この8月以降、台風や大雨に繰り返し見舞われてきた東北で、お米の実りが始まっている。陸前高田市横田の水田でも、震災後に生まれたブランド米「たかたのゆめ」が、粒ぞろいの実のたくさん詰まった穂を垂らすようになってきた。
「たかたのゆめ」は震災後、陸前高田の気候に合ったブランド米を!と作られるようになった(正確には過去に開発されていた種子を発掘・栽培)、地域限定で生産されるお米。数少ない種籾を少しずつ増やし、栽培規模の拡大を図ってきた。
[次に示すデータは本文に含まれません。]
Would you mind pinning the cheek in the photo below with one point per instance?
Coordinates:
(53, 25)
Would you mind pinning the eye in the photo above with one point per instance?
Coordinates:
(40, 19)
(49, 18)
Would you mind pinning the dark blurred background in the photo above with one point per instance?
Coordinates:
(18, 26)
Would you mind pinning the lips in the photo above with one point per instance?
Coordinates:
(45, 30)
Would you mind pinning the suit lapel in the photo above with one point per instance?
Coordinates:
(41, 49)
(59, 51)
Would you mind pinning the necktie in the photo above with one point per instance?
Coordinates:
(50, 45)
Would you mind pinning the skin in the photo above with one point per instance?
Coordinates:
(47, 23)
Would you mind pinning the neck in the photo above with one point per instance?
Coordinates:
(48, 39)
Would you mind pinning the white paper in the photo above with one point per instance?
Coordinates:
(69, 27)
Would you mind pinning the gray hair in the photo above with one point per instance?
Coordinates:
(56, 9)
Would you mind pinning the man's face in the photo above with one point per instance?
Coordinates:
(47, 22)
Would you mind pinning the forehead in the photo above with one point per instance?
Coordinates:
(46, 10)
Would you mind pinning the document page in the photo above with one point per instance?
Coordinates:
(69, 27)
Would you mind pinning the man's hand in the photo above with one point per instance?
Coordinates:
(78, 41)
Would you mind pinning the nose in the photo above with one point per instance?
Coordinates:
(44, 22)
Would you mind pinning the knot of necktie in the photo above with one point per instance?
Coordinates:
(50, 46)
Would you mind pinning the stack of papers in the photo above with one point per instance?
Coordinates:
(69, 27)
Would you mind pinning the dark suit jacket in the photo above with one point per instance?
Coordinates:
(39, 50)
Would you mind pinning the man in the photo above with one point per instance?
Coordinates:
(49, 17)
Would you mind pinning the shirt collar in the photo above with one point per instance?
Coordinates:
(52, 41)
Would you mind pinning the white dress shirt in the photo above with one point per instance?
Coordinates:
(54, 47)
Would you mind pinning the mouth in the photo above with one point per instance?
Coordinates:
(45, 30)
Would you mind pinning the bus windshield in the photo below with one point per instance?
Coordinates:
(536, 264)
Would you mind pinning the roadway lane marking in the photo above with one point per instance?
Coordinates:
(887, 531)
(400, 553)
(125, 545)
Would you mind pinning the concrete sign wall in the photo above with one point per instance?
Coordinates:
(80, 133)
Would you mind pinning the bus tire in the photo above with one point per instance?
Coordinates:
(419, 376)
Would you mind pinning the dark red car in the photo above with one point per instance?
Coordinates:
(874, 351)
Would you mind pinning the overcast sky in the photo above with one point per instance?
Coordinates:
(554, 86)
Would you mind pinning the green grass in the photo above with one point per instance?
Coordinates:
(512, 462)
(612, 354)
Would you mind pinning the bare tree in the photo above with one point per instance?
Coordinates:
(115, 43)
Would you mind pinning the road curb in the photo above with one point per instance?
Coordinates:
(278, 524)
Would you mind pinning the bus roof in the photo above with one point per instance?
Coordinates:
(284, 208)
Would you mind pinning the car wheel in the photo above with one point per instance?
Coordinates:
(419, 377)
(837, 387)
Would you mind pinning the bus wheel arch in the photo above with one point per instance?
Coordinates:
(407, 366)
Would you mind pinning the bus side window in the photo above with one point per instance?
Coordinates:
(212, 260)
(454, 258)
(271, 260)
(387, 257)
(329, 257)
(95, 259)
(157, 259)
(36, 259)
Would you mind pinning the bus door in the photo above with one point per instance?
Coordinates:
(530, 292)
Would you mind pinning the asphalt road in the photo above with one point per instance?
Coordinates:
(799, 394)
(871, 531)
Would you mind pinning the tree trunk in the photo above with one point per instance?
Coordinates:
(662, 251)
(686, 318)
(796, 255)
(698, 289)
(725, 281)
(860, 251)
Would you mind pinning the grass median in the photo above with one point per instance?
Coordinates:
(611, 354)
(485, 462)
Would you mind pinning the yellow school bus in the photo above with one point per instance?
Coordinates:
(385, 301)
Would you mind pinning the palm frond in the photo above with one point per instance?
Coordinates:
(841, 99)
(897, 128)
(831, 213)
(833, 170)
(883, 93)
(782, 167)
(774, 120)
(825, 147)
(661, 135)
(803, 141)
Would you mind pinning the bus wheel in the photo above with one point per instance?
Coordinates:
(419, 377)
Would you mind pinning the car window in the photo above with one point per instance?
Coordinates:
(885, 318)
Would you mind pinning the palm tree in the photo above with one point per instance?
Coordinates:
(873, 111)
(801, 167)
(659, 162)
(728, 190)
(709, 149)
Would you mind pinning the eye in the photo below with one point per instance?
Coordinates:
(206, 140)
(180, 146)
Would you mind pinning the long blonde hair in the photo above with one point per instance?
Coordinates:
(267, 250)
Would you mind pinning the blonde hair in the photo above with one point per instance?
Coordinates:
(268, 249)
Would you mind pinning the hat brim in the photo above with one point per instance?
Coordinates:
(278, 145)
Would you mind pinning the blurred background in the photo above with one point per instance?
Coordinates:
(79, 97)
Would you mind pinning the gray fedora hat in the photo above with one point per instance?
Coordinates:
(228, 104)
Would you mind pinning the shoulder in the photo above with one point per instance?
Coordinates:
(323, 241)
「たかたのゆめ」は、イネとしては病害虫などに強く育ちやすいという特徴を持っている。そしてお米としては、すっきりとした味わいで料理を引き立てる名脇役として評価が高い。たとえば「てるてる-くいどころ小澤-」など陸前高田市内の料理店はじめ、東京駅のアンテナショップや新幹線のお弁当としても人気を博している。陸前高田市が新たな観光資源として開発した「陸前高田ホタテとワカメの炙りしゃぶしゃぶ御膳」(略称ホタワカ御膳)に使われているのも「たかたのゆめ」に他ならない。
そんな「たかたのゆめ」。あと少しで今年の新米にありつける。度重なる大雨や天候不良に負けることなく、美味しいお米をたくさん実らせてほしい。
「たかたのゆめ」はご飯として食べるのが一番なのはもちろんだが、お土産用のパッケージや米粉として使用した商品も数多く開発されている。陸前高田を代表するお菓子の「木村屋」さんでも、地元のソウルフーズというべき雁月やゆべしなど、「たかたのゆめ」の美味しさを生かした商品をつくってきた。
地元復活に向けて地域の人たちが力を合わせてブランド化に力を注いでいる「たかたのゆめ」。被災した陸前高田の再生の象徴として、これからますますたくさんの人に注目していただきたい。